Final answer:
The Inada conditions are assumptions in economic models that ensure the existence of a unique steady state capital stock and are directly related to the diminishing marginal product of capital. They do not lead to divergence, constant levels, nor explosive growth in capital stock. Instead, they help model the convergence to a steady state where savings and investment are balanced.
Step-by-step explanation:
The Inada conditions pertain to the production function in economic models, which are constraints ensuring the existence of a unique steady state capital stock. Specifically, these conditions assume that capital has a diminishing marginal product, meaning that as more capital is added to production, the additional output produced from each new unit of capital decreases. This is seen as a movement along the production function curve.
In the context of a standard production function like the Cobb-Douglas, the Inada conditions imply that as the amount of capital grows infinitely large, the marginal product of capital approaches zero. Conversely, as the capital stock approaches zero, the marginal product of capital goes to infinity.
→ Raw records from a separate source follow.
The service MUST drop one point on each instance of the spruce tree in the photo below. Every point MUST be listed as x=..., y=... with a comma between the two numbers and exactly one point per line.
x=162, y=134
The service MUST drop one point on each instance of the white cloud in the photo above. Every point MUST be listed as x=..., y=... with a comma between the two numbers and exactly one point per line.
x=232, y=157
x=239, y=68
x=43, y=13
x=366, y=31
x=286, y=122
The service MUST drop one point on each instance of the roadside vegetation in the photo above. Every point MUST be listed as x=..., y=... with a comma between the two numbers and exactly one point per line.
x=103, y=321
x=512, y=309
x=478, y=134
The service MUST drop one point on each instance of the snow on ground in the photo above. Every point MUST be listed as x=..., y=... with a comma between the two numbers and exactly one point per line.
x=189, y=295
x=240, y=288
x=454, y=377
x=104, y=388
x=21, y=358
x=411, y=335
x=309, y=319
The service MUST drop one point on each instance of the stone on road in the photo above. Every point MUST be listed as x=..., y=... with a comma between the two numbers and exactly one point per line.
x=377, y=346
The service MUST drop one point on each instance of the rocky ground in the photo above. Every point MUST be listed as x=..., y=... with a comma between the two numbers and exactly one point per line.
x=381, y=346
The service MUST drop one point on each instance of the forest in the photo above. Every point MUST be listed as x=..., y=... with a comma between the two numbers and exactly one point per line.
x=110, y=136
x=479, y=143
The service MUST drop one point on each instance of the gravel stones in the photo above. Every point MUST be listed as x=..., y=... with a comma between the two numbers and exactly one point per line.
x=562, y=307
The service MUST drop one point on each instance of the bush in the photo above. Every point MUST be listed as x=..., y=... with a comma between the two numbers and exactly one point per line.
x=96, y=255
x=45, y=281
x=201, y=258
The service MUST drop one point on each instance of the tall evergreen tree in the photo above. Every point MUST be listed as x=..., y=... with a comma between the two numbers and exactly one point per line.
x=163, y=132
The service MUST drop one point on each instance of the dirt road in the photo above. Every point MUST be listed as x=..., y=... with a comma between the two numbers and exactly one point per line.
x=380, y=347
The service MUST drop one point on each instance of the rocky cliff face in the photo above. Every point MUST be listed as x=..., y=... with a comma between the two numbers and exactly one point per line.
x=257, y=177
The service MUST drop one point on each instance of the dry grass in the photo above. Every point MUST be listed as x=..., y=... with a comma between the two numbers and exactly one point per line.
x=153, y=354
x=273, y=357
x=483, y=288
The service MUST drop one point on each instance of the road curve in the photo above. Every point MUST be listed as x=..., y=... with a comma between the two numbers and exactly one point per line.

These conditions ensure that the economy will reach a steady state where savings equal investments, as dictated by the national saving and investment identity which must always hold.
With respect to the options provided:
- a) Inada conditions ensure divergence in capital stock - Incorrect, because they ensure convergence to a steady state.
- b) Inada conditions ensure a constant capital stock - Incorrect, because the steady state refers to the situation where the capital stock does not need to change since savings and investments are in equilibrium.
- c) Inada conditions guarantee explosive growth in capital stock - Incorrect, as they do not imply unbounded growth but rather convergence to a steady state.
- d) Inada conditions are irrelevant to steady state capital stock - Incorrect, as they are critical to the determination of the steady state capital stock.